Latency of range queries that return large number of key-value pairs

ntrhieu89 · April 10, 2019, 8:50am

Hi,

I am using FoundationDB for my application. In my use case, the application frequently issues range queries that return thousands, even tens of thousands of key-value pairs.

I notice that there are two ways to execute a range query: 1) using tx.getRange().asList().get() to get all key-value pairs at once or 2) using tx.getRange().iterator() to get the key-value pairs iteratively. Below is my Java code:

Using asList()

private void execNonAsync(Database db, Range range, int expect) throws ExecutionException, InterruptedException {
    Transaction tx = db.createTransaction();
    List<KeyValue> kvs = tx.getRange(range).asList().get();
    for (KeyValue kv: kvs) {
        kv.getKey();
        kv.getValue();
    }
    tx.commit().get();
    tx.close();
}

Using iterator()

private void execAsync(Database db, Range range, int expect) throws ExecutionException, InterruptedException {
    Transaction tx = db.createTransaction();
    AsyncIterator<KeyValue> iter = tx.getRange(range).iterator();
    while (iter.hasNext()) {
        KeyValue kv = iter.next();
        kv.getKey();
        kv.getValue();
    }
    tx.commit().get();
    tx.close();
}

I run a microbenchmark program to measure the latencies of both ways. Below is the result (in milliseconds). My conclusion is asList() provides remarkably lower latency comparing with iterator(). The difference increases when the range size (the number of key-value pairs returned) increases.

Range Size      Using asList()      Using iterator()
1               1.213090            1.241620          
10              1.237670            1.920940
20              1.299140            1.966210
50              1.386290            2.400080
100             1.515270            2.947490
1000            3.316320            6.013990

The results are gathered with 1 one node FDB and another node that runs my benchmark Java program. The database has 100k keys in total (each key is 8-byte length, each value is 100-byte length) and each query is run repeatedly 100k times.

My questions are:

Is it because asList() gets all key-value pairs in one call to FDB and iterator() uses multiple calls (equal to the number of fetched key-value pairs) in an async manner that causes the latency difference? If not, what is the explanation of the higher latency?
I want to go with iterator() for my application because with this way the application does not hold all key-value pairs in memory and it can process the data as soon as some key-value pairs are available. My major concern is the high latency of the current iterator(). Are there some tunings or configurations that reduce its latency?

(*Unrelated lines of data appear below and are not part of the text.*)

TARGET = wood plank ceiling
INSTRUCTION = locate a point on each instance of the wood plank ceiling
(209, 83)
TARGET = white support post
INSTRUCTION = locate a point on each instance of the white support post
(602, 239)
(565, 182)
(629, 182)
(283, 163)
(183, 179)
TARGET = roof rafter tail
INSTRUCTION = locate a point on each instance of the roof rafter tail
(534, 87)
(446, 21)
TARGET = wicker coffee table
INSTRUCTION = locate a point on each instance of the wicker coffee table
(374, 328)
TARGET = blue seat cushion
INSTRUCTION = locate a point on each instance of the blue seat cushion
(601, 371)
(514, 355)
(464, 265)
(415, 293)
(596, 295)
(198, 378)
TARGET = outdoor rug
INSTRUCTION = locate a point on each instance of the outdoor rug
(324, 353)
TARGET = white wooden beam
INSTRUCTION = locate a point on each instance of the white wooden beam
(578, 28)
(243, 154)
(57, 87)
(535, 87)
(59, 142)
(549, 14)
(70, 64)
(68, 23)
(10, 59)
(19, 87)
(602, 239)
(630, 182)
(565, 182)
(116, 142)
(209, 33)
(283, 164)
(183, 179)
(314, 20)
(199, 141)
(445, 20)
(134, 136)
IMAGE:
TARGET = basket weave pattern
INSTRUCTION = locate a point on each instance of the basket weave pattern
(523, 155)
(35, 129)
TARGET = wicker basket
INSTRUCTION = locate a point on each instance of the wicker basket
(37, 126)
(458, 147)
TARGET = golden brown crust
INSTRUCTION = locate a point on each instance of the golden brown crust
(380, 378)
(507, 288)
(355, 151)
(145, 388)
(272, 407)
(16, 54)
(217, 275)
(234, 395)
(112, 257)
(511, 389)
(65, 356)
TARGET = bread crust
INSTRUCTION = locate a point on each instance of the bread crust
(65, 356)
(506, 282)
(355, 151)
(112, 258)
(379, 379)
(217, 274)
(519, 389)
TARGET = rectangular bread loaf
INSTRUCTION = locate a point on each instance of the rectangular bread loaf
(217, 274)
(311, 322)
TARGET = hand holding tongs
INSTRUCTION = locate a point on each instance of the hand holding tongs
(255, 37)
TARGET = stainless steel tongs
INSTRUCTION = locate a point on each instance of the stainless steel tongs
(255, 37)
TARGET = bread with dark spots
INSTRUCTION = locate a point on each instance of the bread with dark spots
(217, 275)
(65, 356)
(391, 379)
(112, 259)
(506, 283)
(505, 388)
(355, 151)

Ideally, I expect the latency of iterator() should not be much lower than asList() when the range size increases.

This is the link for the full code of my benchmark.
http://collabedit.com/xdwbk

Any bits of help/recommendations would be helpful. Thanks!

gaurav · April 10, 2019, 12:15pm

If I recall correctly, asList() issues the range request with option ‘WantAll’, which will prioritize fetching the data in as few server roundtrips as possible. This could explain the difference in time. However, asList() method would require you to have enough memory available to hold all the values in the requested range.

ntrhieu89 · April 10, 2019, 4:54pm

If I uses iterator() to retrieve N keys, the number of roundtrips to the server (not counting the request to get the read version) is N or less? Does iterator() also pre-fetch data? I think the latency should be reduced if iterator() also fetch the data in batch, let’s say, 10 keys at a time for them to be available locally. If it already does so, can this number (10) be configurable somehow?

ajbeamon · April 10, 2019, 5:58pm

The way that range queries work is that they request results in batches from the cluster using a byte limit determined by your streaming mode. The default streaming mode for the iterator is one that starts at a low byte limit and gradually increases (called ITERATOR), while calling asList uses WANT_ALL or EXACT, depending on whether you specify a row limit. If it has to do enough requests, the iterator mode would eventually reach the same byte limit as WANT_ALL, so a sufficiently large range should hopefully take a similar amount of time between the two queries in relative terms.

If you use the WANT_ALL streaming mode in your iterator example, I would expect the times to be similar.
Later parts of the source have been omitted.